Poderoso verso, de Karina Salguero Moya, editora
Pensando en narrativas contemporáneas y alguna ortodoxia en los procesos creativos, habría que recordar que el gran Rubén Darío escribió maravillosos poemas por encargo, y que esa presión porque le saliera de su mano una poderosa estructura poética algunas veces era más conveniente que esperar el descenso de una musa.
Su escritura, suspicazmente racional, se grabó inexorablemente en el pensamiento latinoamericano, al grado de que ya no se sabe qué de las identidades de habla hispana viene de él y qué le pertenece a la historia oficial.
Darío a cucharadas, de Camila Schumacher, docente
Una vez que nuestros estudiantes se aprenden el silabario, a quienes nos dedicamos a enseñar a leer más nos vale hacer de cuenta que nuestra aula es una mesa servida y nuestro afán no tanto alimentar el alma sino compartir platillos, humeantes, suculentos, ricos ¡de verdad!
Primero conviene abrir el apetito. Para ello, mejor tener paciencia que recurrir a trucos vanos: disfrazar de avión una cuchara rebosante de puré de espinacas augura un resultado catastrófico; enumerar el valor nutricional de un bistec de hígado es igualmente vano.
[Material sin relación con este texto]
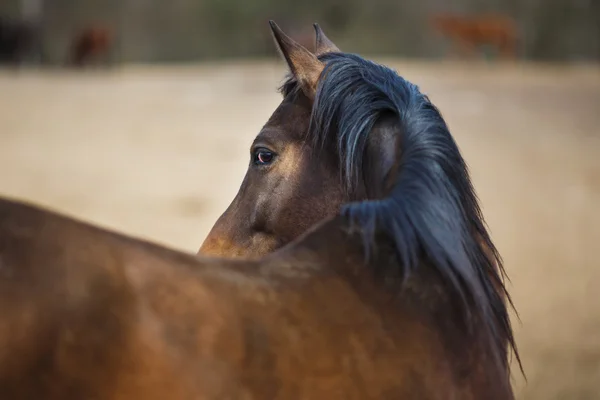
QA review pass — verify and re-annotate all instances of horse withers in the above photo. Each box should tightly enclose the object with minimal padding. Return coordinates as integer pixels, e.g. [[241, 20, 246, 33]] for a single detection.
[[0, 23, 514, 400]]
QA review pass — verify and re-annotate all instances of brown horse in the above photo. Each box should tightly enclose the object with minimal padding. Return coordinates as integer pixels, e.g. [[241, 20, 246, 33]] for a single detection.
[[68, 26, 112, 67], [431, 15, 518, 59], [0, 23, 514, 399]]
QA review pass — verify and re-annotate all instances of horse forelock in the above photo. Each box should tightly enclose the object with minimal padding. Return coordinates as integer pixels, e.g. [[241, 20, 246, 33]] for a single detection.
[[280, 53, 522, 371]]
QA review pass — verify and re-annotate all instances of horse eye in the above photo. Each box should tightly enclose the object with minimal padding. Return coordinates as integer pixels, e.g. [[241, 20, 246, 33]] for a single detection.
[[253, 148, 275, 165]]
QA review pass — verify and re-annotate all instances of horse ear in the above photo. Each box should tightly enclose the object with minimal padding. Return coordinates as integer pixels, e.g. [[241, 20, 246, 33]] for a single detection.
[[269, 21, 325, 100], [313, 24, 340, 56]]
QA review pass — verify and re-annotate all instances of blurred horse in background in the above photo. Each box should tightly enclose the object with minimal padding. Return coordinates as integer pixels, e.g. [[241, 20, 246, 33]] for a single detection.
[[0, 15, 42, 66], [67, 25, 113, 68], [430, 14, 518, 59], [0, 22, 518, 400]]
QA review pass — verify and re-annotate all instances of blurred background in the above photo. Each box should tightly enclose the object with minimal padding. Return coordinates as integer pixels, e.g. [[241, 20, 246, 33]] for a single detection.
[[0, 0, 600, 400]]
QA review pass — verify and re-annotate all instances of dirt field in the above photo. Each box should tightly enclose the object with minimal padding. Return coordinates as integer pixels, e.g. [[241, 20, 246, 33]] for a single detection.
[[0, 61, 600, 400]]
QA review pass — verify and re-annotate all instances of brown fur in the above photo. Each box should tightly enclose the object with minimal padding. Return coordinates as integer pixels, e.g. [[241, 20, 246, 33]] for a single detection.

Yo recuerdo todavía con pavor cuando me recetaron a los catorce La salutación del optimista : “Ínclitas razas ubérrimas, sangre de Hispania fecunda…” ese era apenas el primer verso y yo, una lectora voraz, sentí un acceso de bulimia.
Volviendo al presente y a la docencia, funciona, antes de abrir un libro, ofrecer detalles picantes de la vida de los autores –Darío tiene varios a su haber–; anticipar que aunque “entre por los ojos” es el paladar el que manda –decir, del poeta nicaragüense, que la estética es nomás el cascarón que encierra la nuez–, anunciar lo original –en el caso que nos ocupa sobran, también, los ejemplos, describir el regusto final–, esos versos que sin intención nos aprendimos de memoria y recordamos después con alegría.
Luego, con el auditorio antojado se vale probar: mejor si es en voz alta y, todavía más, si dejamos que se nos note que estamos disfrutando. Es decir, si saboreamos los versos, nos detenemos en el deleite de las rimas bien logradas y nos reímos o nos emocionamos sin sonrojos.
Infalibles serán siempre los abrebocas, más cuando, como en el caso de Darío, tenemos para ofrecer de “entrada” herederos confesos, fanáticos gigantes como César Vallejo, Nicanor Parra, Ernesto Cardenal o Pablo Neruda. Finalmente, conviene recordar que, en el aula y en la mesa, es de mal gusto obligar al que no quiere caldo a tomarse dos tazas.